Estaba amueblada con una mesa, tomada prestada de palacio, varias sillas y un catre, ya que Mina se quedaba a dormir allí a veces, cuando trabajaba hasta muy tarde. Nadie había entrado en la tienda desde el banquete, no se habían tocado sus pertenencias. Un mapa, con anotaciones hechas por ella, seguía extendido sobre la mesa. Pequeños tacos cuadrados y triangulares indicaban movimientos de tropas. Galdar le echó una ojeada falta de interés, creyendo que era un mapa de Silvanesti. Al darse cuenta de su error, suspiró y sacudió la astada cabeza. Una abollada taza de hojalata, medio llena de oscuro té, sujetaba la esquina oriental del mundo. Una vela apagada sostenía la parte noroeste. Había estado trabajando hasta la hora de ir al banquete. Un churrete de cera derretida se había deslizado por el costado de la vela y se había derramado sobre el Nuevo Mar. Un gruñido sordo retumbó en el pecho de Galdar, que se frotó el hocico y apartó la vista.

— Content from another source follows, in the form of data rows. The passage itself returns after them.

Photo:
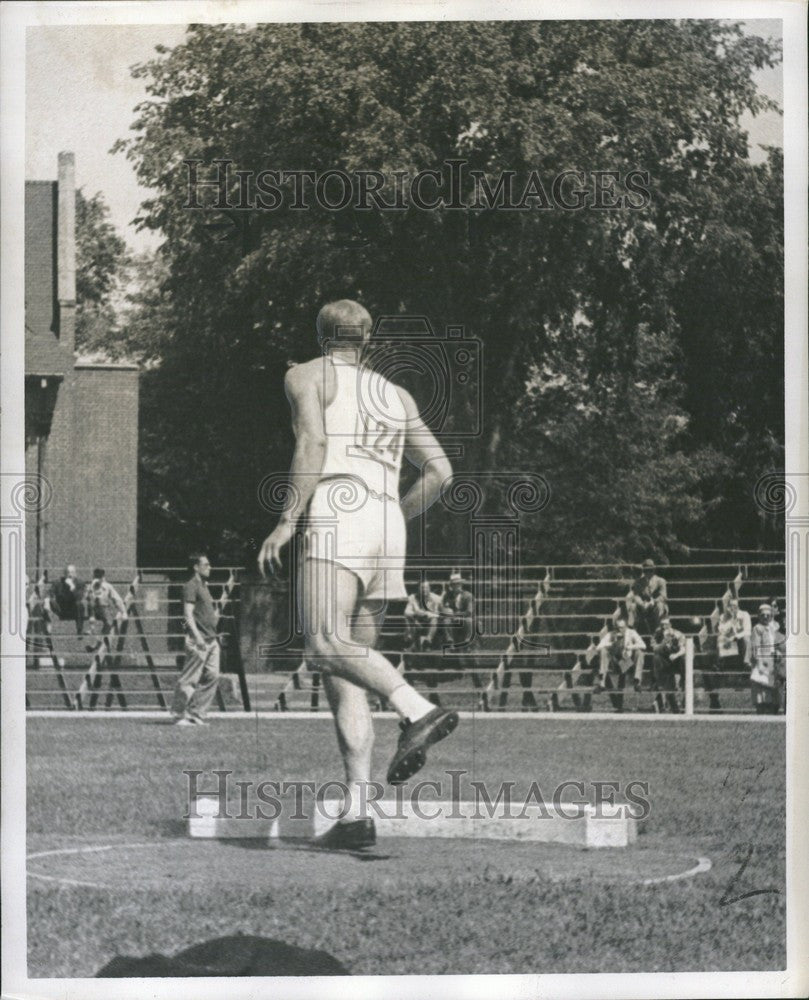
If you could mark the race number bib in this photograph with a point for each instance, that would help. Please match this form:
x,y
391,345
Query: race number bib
x,y
379,441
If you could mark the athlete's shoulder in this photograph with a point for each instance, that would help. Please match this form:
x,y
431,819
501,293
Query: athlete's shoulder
x,y
300,375
407,400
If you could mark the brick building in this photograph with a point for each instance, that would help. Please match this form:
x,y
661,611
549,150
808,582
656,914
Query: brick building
x,y
81,418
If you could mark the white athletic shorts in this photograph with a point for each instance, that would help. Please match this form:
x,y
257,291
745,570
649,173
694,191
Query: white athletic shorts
x,y
362,533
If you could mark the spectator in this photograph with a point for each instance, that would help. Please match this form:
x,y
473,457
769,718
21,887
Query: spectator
x,y
104,605
620,650
767,646
668,664
742,628
196,685
67,599
647,600
422,615
732,644
35,624
458,624
421,618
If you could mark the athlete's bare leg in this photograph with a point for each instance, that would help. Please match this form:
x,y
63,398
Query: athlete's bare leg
x,y
330,602
352,714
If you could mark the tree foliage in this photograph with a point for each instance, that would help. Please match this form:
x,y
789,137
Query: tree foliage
x,y
101,262
631,356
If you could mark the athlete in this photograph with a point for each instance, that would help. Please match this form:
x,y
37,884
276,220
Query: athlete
x,y
352,427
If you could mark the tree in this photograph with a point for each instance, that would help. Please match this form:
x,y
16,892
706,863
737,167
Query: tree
x,y
660,96
101,262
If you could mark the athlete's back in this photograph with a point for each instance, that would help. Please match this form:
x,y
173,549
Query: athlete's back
x,y
364,420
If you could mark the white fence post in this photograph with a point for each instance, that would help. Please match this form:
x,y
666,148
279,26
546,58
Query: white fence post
x,y
689,675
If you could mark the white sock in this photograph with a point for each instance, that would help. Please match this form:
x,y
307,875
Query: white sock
x,y
356,806
409,703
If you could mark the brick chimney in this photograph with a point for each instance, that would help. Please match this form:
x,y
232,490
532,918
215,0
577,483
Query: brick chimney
x,y
66,250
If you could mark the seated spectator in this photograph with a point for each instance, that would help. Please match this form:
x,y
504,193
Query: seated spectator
x,y
668,665
620,650
422,615
767,648
647,600
458,624
104,605
66,599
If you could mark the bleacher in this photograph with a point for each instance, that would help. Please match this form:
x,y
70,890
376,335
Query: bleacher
x,y
538,660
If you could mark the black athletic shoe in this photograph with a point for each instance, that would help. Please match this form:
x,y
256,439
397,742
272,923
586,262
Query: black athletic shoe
x,y
352,836
416,736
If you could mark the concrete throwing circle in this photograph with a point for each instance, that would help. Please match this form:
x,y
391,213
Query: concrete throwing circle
x,y
131,866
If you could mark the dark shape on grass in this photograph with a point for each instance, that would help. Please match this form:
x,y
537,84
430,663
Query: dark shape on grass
x,y
237,955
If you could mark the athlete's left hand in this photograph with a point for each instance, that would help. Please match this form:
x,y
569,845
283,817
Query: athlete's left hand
x,y
269,558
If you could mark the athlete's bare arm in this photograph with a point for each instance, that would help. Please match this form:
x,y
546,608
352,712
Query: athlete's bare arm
x,y
303,391
422,449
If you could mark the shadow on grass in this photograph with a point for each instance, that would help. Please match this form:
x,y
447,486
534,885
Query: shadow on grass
x,y
236,955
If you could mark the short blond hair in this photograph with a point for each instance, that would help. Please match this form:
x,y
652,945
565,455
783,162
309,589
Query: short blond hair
x,y
343,320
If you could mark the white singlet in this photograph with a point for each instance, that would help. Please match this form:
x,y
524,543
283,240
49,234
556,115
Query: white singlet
x,y
354,518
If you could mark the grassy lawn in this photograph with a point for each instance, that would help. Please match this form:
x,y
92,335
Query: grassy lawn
x,y
716,790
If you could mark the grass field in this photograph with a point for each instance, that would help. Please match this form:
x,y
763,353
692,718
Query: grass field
x,y
716,790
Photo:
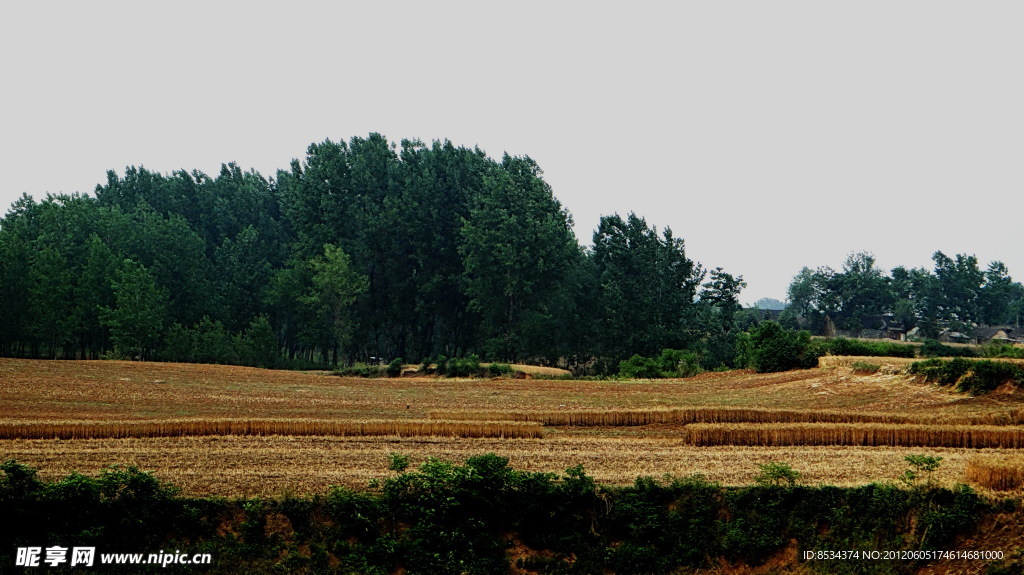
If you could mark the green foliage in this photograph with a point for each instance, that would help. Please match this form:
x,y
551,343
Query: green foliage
x,y
451,519
776,474
996,349
640,367
920,465
672,363
776,349
459,366
359,369
137,319
394,367
932,348
500,369
864,368
647,286
844,346
975,377
398,462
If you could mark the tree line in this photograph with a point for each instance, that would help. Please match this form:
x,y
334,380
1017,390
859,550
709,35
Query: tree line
x,y
371,251
956,296
366,249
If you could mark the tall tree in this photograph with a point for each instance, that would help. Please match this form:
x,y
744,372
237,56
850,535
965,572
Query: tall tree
x,y
647,288
137,321
335,288
515,245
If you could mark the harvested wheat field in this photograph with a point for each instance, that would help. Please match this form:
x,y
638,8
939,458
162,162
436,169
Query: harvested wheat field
x,y
240,431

—¿Qué es eso? —preguntó Samuval mientras se acercaba para echar una ojeada al mapa—. Que me condene —exclamó al cabo de un momento—. Solamnia. Parece que nos aguarda una larga marcha.
—¡Marcha! —El minotauro frunció el entrecejo—. Mina está muerta. Le toqué el cuello para sentir el pulso, pero no le latía. ¡Creo que algo salió mal!
—¡Chitón! Los guardias —advirtió Samuval mientras dirigía un vistazo hacia la lona de la entrada. La había cerrado, pero fuera montaban guardia dos soldados.
—Diles que se retiren —indicó Dogah.
Samuval se dirigió a la salida y asomó la cabeza al exterior.
—Presentaos en la tienda comedor y regresad dentro de una hora.
Se quedó parado un momento para mirar la tienda que había junto a la de mando. Era en la que Mina había dormido durante el singular periplo al que los había guiado, y en la que ahora yacía de cuerpo presente. Él la había tendido en el catre, vestida con su túnica blanca y los brazos contra los costados. Sus armas y armadura se habían colocado a sus pies. Las lonas de la entrada se habían recogido para que todos pudiesen verla y rendirle homenaje. Los soldados y los caballeros no sólo habían ido, sino que se habían quedado. Los que estaban libres de servicio la habían velado durante todo el día después de su muerte y durante la larga noche. Cuando el servicio les reclamaba, otros los sustituían. Los hombres guardaban silencio; nadie hablaba.